The application programmer uses the data definitions as the fundamental SET datatypes. The DER encoding information (which is contained in x509.c, x509_useful.c, pkcs7.c, pkcs7_useful.c, pkcs8.c, pkcs9.c, and asn1set.c ) should be ignored by the application programmer as it is only meaningful to the ASN.1/DER runtime.
store: A simple caching database is provided, although the application programmer is unlikely to ever use it directly. Sample implementations of a log_ctx and cache_ctx are built on top of this database.
cache_ctx: A cache abstraction is used to carry transaction-specific data between messages and to hold persistent state for the life of a transaction. The application programmer will be expected at times to put information into a cache. Documentation for each type of SET message enumerates what information, if any, the application programmer is expected to put into the transaction-specific cache. Although SETREF provides an example cache_ctx which uses a simple file-based database, it is expected that application programmers will supply cache_ctx implementations that support local implementation requirements rather than using the example implementation provided with SETREF.
log_ctx: The log abstraction is used to retain per-message information, for the most part the RRPID and/or XID of messages that have been processed. This information is used primarily to detect repeated/replayed messages.

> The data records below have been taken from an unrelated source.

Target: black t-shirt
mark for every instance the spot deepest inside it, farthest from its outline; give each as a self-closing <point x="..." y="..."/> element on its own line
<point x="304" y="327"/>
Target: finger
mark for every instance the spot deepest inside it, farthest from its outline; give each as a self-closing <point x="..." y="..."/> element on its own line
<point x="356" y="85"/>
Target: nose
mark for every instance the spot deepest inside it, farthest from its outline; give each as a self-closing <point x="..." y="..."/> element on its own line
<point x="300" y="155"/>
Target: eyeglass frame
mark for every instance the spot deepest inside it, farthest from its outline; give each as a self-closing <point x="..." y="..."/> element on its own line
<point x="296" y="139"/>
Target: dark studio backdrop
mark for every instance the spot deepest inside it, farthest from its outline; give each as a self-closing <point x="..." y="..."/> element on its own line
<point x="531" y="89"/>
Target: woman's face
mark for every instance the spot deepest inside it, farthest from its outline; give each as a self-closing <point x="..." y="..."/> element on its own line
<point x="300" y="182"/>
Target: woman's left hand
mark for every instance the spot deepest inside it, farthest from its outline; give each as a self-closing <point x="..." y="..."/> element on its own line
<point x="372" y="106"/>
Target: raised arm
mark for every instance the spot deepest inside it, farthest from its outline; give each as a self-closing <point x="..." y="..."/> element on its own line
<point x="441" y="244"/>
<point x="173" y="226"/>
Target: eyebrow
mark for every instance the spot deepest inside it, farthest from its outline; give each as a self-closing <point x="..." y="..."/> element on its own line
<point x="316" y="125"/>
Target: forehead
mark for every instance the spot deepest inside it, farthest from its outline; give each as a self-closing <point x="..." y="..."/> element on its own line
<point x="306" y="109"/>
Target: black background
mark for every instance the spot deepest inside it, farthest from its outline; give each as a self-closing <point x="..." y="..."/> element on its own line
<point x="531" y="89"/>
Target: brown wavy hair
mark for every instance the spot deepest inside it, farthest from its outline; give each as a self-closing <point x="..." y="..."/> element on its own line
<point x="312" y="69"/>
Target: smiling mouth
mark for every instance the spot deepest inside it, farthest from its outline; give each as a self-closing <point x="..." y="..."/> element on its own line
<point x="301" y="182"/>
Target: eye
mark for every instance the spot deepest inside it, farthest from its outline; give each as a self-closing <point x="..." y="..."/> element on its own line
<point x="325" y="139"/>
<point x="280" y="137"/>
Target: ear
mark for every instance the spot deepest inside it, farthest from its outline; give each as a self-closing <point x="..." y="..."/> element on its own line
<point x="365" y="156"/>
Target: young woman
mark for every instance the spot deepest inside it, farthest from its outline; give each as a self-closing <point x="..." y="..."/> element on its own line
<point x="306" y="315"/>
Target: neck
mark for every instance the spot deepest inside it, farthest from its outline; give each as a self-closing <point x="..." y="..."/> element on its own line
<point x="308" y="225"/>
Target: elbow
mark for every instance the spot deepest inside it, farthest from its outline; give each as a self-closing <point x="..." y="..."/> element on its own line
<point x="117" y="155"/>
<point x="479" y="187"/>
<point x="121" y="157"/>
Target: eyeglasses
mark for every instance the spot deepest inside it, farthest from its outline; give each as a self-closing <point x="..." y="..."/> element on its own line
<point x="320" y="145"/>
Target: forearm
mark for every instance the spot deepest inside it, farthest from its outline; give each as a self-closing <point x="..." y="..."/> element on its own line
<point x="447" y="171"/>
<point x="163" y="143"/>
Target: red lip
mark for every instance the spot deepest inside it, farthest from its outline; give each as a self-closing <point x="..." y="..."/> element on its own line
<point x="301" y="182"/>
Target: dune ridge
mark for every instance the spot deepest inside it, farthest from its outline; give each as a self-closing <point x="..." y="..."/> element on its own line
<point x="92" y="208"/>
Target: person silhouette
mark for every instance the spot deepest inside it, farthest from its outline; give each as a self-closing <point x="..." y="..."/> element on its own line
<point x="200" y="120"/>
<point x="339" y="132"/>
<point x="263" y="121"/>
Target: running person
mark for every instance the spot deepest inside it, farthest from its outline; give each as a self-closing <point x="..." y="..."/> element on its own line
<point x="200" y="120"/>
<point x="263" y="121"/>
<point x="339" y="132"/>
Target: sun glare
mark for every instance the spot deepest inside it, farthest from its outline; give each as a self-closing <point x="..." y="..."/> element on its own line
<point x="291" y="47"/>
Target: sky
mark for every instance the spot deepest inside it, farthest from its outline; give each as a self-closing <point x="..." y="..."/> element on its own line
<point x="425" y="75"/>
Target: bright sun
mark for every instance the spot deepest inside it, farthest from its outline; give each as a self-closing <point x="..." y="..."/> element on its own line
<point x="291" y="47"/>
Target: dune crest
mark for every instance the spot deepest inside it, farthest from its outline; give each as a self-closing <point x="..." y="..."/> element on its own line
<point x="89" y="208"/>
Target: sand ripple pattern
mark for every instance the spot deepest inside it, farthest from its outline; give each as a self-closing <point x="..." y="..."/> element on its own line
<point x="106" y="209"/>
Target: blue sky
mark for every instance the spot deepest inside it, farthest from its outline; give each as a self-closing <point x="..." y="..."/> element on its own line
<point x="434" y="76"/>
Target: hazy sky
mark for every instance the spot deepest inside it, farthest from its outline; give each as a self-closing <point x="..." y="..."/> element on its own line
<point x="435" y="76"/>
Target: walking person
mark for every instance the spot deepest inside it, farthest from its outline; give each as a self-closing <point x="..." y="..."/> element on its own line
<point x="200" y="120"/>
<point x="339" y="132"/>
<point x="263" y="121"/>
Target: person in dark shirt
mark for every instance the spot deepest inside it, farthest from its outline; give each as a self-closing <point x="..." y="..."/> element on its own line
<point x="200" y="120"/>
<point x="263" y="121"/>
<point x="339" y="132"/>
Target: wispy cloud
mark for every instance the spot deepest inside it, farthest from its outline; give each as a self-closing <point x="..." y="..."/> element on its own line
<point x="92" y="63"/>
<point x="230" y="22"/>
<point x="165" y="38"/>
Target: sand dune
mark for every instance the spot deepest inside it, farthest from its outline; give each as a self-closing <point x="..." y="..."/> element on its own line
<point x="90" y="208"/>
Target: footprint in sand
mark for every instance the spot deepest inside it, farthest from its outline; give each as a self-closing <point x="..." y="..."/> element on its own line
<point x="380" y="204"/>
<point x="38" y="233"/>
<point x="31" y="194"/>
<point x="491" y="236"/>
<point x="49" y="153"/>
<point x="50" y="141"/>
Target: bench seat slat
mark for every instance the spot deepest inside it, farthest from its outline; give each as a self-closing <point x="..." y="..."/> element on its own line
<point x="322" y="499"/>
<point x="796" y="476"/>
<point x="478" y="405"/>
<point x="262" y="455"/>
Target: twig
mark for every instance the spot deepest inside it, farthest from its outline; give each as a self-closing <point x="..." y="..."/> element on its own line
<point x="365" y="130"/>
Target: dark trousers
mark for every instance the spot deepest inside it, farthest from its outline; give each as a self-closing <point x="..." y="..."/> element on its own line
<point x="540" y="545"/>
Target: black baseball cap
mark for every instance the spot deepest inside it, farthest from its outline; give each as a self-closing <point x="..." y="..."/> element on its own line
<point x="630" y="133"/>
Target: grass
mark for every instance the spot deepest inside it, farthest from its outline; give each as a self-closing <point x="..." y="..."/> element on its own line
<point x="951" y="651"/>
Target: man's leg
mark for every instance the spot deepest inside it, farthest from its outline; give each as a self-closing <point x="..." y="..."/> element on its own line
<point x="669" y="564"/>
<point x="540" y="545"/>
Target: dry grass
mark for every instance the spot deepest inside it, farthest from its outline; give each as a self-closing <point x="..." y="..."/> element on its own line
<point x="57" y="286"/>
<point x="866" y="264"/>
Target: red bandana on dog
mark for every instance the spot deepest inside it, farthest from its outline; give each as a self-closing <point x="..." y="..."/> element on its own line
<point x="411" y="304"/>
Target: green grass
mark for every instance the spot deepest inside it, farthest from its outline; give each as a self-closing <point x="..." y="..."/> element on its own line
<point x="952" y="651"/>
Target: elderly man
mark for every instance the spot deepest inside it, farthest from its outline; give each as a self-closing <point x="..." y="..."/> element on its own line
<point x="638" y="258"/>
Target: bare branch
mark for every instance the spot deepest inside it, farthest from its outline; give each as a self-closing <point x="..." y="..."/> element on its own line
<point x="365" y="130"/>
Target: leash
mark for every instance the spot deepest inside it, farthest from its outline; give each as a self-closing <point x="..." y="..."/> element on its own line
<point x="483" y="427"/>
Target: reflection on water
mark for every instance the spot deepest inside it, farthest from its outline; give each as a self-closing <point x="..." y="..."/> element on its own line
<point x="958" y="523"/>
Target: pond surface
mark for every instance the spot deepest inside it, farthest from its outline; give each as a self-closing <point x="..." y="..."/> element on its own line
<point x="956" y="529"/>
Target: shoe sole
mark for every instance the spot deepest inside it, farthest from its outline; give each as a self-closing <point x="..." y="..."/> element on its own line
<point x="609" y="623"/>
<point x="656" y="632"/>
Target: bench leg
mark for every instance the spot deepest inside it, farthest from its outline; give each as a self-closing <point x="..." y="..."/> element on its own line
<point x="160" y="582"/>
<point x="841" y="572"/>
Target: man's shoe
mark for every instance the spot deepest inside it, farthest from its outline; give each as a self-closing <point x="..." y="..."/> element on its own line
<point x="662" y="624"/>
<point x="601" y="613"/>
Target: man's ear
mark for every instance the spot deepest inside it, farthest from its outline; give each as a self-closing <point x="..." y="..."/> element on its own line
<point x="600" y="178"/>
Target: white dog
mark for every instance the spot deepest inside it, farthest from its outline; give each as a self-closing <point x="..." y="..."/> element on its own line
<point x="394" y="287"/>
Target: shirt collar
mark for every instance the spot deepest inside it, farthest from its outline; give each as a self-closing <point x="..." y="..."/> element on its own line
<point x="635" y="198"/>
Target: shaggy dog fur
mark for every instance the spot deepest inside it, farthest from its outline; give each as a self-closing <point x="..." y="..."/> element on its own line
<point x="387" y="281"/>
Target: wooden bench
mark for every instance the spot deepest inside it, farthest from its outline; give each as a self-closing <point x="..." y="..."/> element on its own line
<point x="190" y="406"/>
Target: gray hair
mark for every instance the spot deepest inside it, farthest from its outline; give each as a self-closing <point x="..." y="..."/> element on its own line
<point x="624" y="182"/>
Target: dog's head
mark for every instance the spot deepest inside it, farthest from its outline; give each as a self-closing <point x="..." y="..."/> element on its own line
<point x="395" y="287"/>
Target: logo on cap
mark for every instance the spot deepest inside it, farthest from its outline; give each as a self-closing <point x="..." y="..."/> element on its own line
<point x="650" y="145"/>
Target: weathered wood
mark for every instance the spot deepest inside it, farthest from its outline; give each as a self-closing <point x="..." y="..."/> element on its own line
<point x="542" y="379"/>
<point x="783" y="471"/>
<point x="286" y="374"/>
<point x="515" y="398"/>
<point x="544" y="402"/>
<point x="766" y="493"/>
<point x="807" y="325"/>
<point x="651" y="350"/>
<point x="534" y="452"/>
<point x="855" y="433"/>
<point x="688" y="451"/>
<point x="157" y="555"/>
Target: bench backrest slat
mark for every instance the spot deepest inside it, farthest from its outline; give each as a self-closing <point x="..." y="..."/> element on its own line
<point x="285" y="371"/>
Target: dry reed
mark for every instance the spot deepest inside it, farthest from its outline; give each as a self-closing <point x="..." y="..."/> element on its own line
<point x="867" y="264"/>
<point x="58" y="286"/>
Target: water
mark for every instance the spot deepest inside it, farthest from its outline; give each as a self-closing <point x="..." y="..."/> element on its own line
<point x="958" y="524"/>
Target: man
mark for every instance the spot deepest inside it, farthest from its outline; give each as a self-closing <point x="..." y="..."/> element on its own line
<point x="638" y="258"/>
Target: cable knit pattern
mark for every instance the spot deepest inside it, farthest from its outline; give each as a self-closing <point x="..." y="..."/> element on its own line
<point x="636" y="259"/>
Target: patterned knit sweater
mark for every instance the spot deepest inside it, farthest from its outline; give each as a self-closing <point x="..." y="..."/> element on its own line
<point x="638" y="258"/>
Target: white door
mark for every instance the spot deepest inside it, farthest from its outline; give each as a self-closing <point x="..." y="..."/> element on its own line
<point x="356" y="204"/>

SETREF expects there to be a single, global log file which the user manages. Although SETREF provides an example log_ctx which uses a simple file-based database, it is expected that application programmers will supply implementations for log_ctx that support local implementation requirements rather than using the example implementation provided with SETREF.
kdb: The kdb module implements a keying material database. The application programmer will never access this module directly.
certs: The certs module also implements generic X.509 certificate processing. The application programmer will never access this module directly.
glue: The glue module provides a primitive, SET-specific crypto abstraction. The application programmer will never access this module directly.
pkcs7: The pkcs7 module provides an implementation of the PKCS-7 datatypes DigestedData, EnvelopedData, and SignedData. The application programmer will never access this module directly.
setcert: The setcert module implements SET-specific X.509 certificate processing. The application programmer will never access this module directly.
ops: The SET protocol defines a number of primitive cryptographic operators, for instance S() for the signature operation and E() for the public-key encryption operation. Nearly all cryptographic functionality in SET is accessed using these primitive operators. The application programmer will never access this module directly.
setref_util: The setref_util module implements generic SETREF utility functions. The application programmer will never access this module directly.
set_msg: set_msg is the module that the application programmer will most commonly use. This module organizes and performs all SET-specific protocol processing and provides the interface for sending and receiving SET messages.